ほんの一瞬考えるような顔をしてから、男はリリアをじっと見つめ口を開く。


「オルキス」

「……オルキス」


繰り返せば、自然とリリアの口元に笑みが浮かんだ。


「ようこそテガナ村へ。時間が許す限り、ゆっくりしていってね、オルキス!」


リリアの言葉にオルキスは目を見張った後、楽しそうに笑い出す。

何が可笑しいのか分からないリリアは、取り残されてしまったような寂しさを覚えながらも、むっと顔をしかめた。


「なんで笑うの?」

「……すまない。

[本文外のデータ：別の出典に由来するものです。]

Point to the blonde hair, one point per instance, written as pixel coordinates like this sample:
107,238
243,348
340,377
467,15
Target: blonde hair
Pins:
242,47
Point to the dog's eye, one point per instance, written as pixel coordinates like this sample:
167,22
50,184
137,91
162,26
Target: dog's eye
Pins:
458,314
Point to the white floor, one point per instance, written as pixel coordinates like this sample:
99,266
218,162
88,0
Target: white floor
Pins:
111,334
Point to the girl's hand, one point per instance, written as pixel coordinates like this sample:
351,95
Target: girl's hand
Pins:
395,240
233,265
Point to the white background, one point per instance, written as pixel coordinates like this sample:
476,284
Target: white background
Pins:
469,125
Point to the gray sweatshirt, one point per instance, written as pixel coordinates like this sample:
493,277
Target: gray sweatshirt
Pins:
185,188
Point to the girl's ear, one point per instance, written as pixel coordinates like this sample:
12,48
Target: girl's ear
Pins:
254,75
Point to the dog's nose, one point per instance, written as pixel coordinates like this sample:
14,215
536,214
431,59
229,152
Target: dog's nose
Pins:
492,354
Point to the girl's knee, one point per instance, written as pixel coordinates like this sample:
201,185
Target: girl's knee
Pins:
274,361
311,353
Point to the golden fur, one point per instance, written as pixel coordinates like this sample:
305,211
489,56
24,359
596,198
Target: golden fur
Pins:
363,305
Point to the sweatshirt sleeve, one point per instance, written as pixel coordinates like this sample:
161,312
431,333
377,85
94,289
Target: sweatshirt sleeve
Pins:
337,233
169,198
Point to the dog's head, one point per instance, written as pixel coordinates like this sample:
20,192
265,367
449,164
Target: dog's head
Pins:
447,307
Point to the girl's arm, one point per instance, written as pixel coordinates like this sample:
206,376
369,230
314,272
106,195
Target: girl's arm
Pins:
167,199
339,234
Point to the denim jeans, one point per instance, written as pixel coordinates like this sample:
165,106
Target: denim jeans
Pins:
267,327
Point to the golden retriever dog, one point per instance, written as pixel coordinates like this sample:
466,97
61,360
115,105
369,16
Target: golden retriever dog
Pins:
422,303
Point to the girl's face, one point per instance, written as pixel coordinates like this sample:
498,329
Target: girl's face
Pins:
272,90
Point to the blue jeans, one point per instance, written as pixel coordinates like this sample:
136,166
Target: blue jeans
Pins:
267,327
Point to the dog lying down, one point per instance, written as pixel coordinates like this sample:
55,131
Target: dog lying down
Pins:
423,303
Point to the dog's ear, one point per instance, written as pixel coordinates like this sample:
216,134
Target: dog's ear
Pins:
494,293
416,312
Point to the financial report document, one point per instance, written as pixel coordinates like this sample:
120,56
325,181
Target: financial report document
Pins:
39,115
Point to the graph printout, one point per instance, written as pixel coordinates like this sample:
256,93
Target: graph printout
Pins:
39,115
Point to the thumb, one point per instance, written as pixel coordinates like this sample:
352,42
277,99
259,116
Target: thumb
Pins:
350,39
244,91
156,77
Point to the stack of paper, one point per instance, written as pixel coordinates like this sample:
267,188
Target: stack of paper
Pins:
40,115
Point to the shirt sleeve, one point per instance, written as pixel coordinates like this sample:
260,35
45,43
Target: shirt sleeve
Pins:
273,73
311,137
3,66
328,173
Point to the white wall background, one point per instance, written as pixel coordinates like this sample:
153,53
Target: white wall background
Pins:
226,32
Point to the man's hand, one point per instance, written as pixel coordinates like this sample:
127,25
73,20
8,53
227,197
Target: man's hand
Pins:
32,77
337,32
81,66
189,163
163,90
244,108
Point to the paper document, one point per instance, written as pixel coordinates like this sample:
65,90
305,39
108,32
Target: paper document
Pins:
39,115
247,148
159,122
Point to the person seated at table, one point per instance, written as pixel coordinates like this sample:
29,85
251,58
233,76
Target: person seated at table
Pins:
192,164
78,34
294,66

気にするなリリア」

「そう言われると余計気になる」


一呼吸挟んだあと、オルキスは穏やかな眼差しをリリアに向ける。


「お前に名を呼ばれると、くすぐったいな」


甘さを含んだ声音と優しい瞳を向けられ……そしてなにより自分と同じことを彼も感じていたことを知り、リリアの頬が熱くなっていく。

オルキスにリリアと呼ばれるたびくすぐったくて、鼓動が早鐘を打つ。

自分もそうだと素直に打ち明けられないまま、リリアはオルキスの腕の中で身を小さくさせたのだった。